Today, Anne bakes bread that “people would not realise is gluten-free unless told.” Although the bakery is not supervised kosher, the bakes are vegetarian.
“If you want to make gluten-free bread, you need a mix of starches and grains, some psyllium husk, oils…” she lists. “Whatever there is in the supermarket, it is mass-processed and, nutritionally, really bad. I’m grateful for the choice there is, but if you want to stay healthy and gain health after your diagnosis, it doesn’t make sense to me to have ultra-processed food, especially when you have a gut issue.”
As well as selling her baking products, Anne takes great pride in providing education at her workshops. “I love teaching, I teach cooking classes, and I’ve taught kids over school holidays on healthy eating… and there’s near to nothing when it comes to gluten-free workshops. It’s difficult finding a space for them. You need a clean oven to avoid cross-contamination, for instance.”

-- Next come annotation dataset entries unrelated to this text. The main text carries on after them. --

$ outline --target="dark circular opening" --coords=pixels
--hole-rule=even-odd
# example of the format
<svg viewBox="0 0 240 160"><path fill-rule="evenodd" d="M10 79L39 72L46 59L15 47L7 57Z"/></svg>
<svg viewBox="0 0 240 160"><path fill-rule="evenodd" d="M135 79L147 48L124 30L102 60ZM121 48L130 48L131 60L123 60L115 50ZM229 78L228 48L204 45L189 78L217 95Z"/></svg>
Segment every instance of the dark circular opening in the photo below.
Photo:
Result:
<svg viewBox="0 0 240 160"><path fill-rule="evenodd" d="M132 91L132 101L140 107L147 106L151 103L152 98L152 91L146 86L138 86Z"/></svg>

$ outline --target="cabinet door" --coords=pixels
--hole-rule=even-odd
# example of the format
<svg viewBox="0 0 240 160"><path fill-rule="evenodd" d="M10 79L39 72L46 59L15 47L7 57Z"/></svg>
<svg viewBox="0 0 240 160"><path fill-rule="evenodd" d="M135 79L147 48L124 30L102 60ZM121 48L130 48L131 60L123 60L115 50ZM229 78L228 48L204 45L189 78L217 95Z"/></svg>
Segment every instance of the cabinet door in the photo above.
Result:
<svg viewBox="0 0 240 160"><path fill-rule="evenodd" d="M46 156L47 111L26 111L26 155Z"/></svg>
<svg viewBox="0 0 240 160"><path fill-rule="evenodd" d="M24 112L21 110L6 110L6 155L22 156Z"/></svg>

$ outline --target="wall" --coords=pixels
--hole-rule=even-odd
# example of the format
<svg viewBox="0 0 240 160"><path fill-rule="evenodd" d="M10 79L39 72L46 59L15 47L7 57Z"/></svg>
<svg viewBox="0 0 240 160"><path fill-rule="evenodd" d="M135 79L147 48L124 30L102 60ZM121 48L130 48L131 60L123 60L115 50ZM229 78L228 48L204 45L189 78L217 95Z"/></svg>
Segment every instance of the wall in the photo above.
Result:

She not only wanted to make a safe space for people with coeliac disease, but to “give them the tools to eat good stuff at home. I’ve really enjoyed knowing that people go home knowing how to do things they didn’t know before,” she says.
She is enjoying her growing success, including winning the Free From culinary competition bronze award in the speciality section for her challah rolls. She hopes to draw in more and more customers. “Sometimes there’s only a couple of people in the family who are gluten-free, so they might come every other week, but there’s some regulars now.”
According to Coeliac UK, coeliac disease – an autoimmune condition that causes severe gluten intolerance – affects 1 in 100 people in the UK, while nearly 500,000 people go undiagnosed.
“I get messaged by people who find me online,” says Anne. “The workshops are slowly but surely growing. I have a challah workshop before Rosh Hashanah and I already have two places booked. One of them lives in France.”